Alternate register set was ideal for interrupt service (assuming
IRQs aren't nested *or* you restrict the alt registers for use by
a single IRQ that can never interrupt itself).  Consider the
cost of saving all of that state and restoring it before RETI
and you can see how quickly you can save a lot of time!

> were added.  I kinda liked relative jumps,  though,  since it made it way 
> easier to do relocatable code and plus they were a byte smaller.  :-)

A favorite trick was to finish a product.  Then grep for all
CALLs.  Sort this list to come up with the N most common CALLs,
and then assign those to the "unused" RST's.  You could often
save 500 bytes of code with that 10 minute exercise...

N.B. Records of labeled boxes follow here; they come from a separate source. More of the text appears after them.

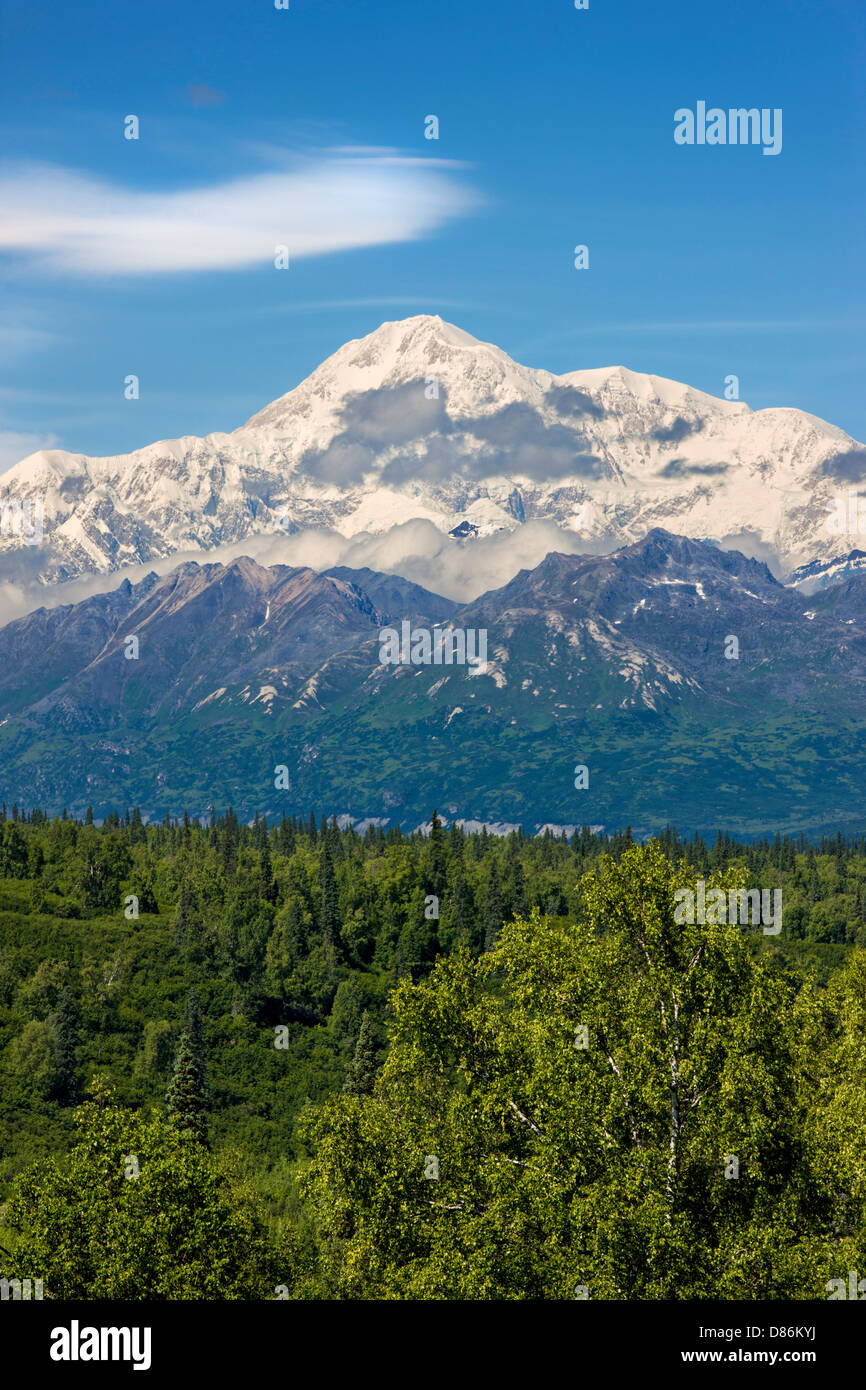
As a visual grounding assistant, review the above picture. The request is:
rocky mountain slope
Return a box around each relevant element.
[0,530,866,834]
[0,316,866,584]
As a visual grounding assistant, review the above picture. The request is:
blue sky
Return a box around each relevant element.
[0,0,866,466]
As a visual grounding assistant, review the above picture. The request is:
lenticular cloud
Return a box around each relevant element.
[0,150,477,275]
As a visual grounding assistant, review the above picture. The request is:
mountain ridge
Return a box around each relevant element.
[0,528,866,835]
[0,316,866,600]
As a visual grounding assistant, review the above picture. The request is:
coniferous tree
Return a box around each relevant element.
[54,984,78,1105]
[183,990,207,1097]
[343,1009,375,1095]
[482,859,505,951]
[165,1033,207,1144]
[321,840,339,947]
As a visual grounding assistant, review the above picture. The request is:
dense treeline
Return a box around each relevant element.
[0,808,866,1297]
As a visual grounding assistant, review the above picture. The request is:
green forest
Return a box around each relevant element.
[0,806,866,1300]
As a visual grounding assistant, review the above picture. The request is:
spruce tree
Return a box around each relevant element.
[482,859,505,951]
[165,1033,207,1144]
[343,1009,375,1095]
[183,990,207,1097]
[54,984,78,1105]
[321,840,341,947]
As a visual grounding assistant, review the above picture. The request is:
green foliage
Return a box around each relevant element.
[0,809,866,1298]
[4,1081,282,1300]
[306,847,863,1300]
[165,1033,207,1144]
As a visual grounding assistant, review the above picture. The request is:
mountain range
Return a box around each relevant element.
[0,528,866,835]
[0,316,866,602]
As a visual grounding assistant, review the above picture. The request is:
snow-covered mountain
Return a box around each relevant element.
[0,316,866,584]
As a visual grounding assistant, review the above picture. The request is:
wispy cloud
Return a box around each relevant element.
[0,150,480,275]
[185,82,225,106]
[0,428,60,473]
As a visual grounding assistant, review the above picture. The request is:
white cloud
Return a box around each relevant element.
[0,430,60,473]
[0,152,478,275]
[0,520,600,626]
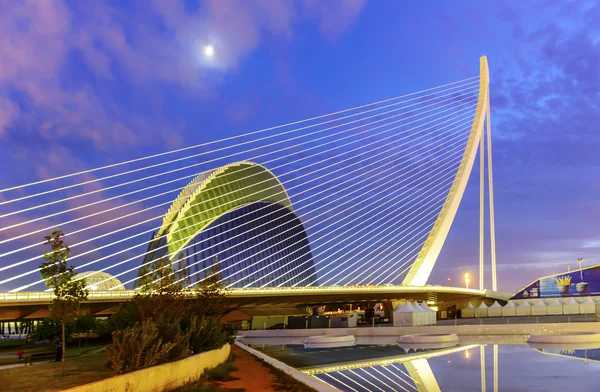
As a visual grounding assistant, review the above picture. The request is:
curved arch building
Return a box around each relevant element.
[139,161,316,287]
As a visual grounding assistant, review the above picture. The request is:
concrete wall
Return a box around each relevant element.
[240,322,600,338]
[66,344,231,392]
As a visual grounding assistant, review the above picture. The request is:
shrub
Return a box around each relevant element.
[106,320,176,374]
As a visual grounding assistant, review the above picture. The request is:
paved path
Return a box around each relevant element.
[219,345,275,392]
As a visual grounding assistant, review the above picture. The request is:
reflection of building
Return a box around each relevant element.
[74,271,125,291]
[511,264,600,299]
[135,162,316,287]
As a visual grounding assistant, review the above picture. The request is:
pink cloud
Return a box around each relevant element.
[0,96,19,136]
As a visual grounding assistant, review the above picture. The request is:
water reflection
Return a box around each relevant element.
[245,337,600,392]
[528,343,600,365]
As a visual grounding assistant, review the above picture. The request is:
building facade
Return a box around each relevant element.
[138,162,317,287]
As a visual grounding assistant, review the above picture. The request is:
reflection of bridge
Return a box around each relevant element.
[0,57,496,318]
[274,344,498,392]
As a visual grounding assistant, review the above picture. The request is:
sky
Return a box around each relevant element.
[0,0,600,292]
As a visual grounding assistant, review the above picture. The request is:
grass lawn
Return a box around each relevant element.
[0,339,25,351]
[0,342,106,366]
[0,346,110,391]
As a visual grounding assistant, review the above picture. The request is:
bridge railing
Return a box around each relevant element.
[0,290,135,302]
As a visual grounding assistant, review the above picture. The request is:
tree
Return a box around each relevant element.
[40,229,88,362]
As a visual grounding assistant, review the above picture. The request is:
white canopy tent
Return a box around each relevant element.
[488,301,502,317]
[393,302,421,327]
[517,301,531,316]
[563,297,579,314]
[419,301,437,325]
[460,302,475,318]
[502,301,517,317]
[546,299,562,315]
[475,301,488,317]
[531,299,546,316]
[579,297,596,314]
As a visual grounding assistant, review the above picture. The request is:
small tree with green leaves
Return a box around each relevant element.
[40,229,88,362]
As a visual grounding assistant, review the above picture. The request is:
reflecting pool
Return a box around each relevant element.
[243,337,600,392]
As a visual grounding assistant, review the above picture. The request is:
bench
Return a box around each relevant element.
[26,351,56,365]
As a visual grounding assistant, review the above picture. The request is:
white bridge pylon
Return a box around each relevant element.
[402,56,497,291]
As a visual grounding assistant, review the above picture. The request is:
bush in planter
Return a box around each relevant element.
[106,320,178,374]
[189,317,235,354]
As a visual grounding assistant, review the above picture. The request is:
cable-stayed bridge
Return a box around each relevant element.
[0,57,506,316]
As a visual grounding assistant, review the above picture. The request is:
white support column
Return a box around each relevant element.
[486,96,498,291]
[479,125,485,290]
[494,344,498,392]
[479,344,485,392]
[402,56,490,286]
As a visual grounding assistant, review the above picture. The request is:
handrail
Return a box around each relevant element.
[0,285,485,303]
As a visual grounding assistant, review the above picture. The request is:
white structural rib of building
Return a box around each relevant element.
[402,56,497,290]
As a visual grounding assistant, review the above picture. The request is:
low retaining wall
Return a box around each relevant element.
[235,342,339,392]
[239,322,600,338]
[66,344,231,392]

>> But, if you are doing things like adding an 8 digit BCD number to another 8
>> digit BCD number, you quickly discover that you need a lot of registers (two
>> pointers for the two arguments -- assuming the destination is one
>> of these as well, a "digit counter", the accumulator and, of course, the
>> carry).
> 
> I suppose.  I guess it all depends on what you want to do...
> 
>>> Oh,  and the little monitor program that I was playing with didn't push a
>>> parameter on to the stack,  it put it inline,  right after the call to
>>> some subroutine -- the called code would pick it up and use it and adjust
>>> the stack pointer to just past it for the return.    :-)
>> Yes, a favorite trick for "printing" strings, etc.
>>
>> 	CALL OUTPUT
>> 	DB  'Hello, World!'
>> 	<insert next instruction here>
> 
> Just so.

We would often develop our own interpreters to make some of this
stuff more efficient to code.  This would get coded in-line
with appropriate macros.  For example:

	STATE IDLE
ON '0' THRU '9' GOTO IDLE EXECUTING Accumulate_Digit
ON BARCODE      GOTO TEST EXECUTING Clear_and_Read_then_Test
ON CLEAR        GOTO IDLE EXECUTING Clear_Accumlator
ON ENTER        GOTO TEST EXECUTING Test_Value
ENDSTATE

	STATE TEST
ON GOODVALUE    GOTO ACCEPT EXECUTING Process_Value
ON BADVALUE     GOTO REJECT EXECUTING Signal_Error
ENDSTATE

So, with ~25 bytes, I can code a numeric data entry routine
(trivial example) in a way that actually is reasonably easy
to read.

>>> I have to dig out that code,  anyhow,  there were a few little tricks in
>>> there that I think I want to use again.  Like funneling everything
>>> through a dispatch table,  so that un-programmed EPROM showing up as
>>> "FFFF" in some entries would be handled automatically ("CRASH!" :-),  
>>> ferinstance.
>> Or, using INR M to 'test' flags.
> 
> Yep!

THogh this caused all sorts of problems when I got my first
ICE!  :-(  (think about it  :> )

> Sometimes I like the absolutely minimalist approach to things,  too.  One of 
> these days I'm gonna dig that code out,  burn it,  and see how small a z80 
> box I can build that'll still prove useful for all sorts of things.  I sure 
> have enough of those parts on hand here...

I have a tiny multitasking executive that runs in a handful of
bytes.  Slick as snot -- if you adopt its coding style.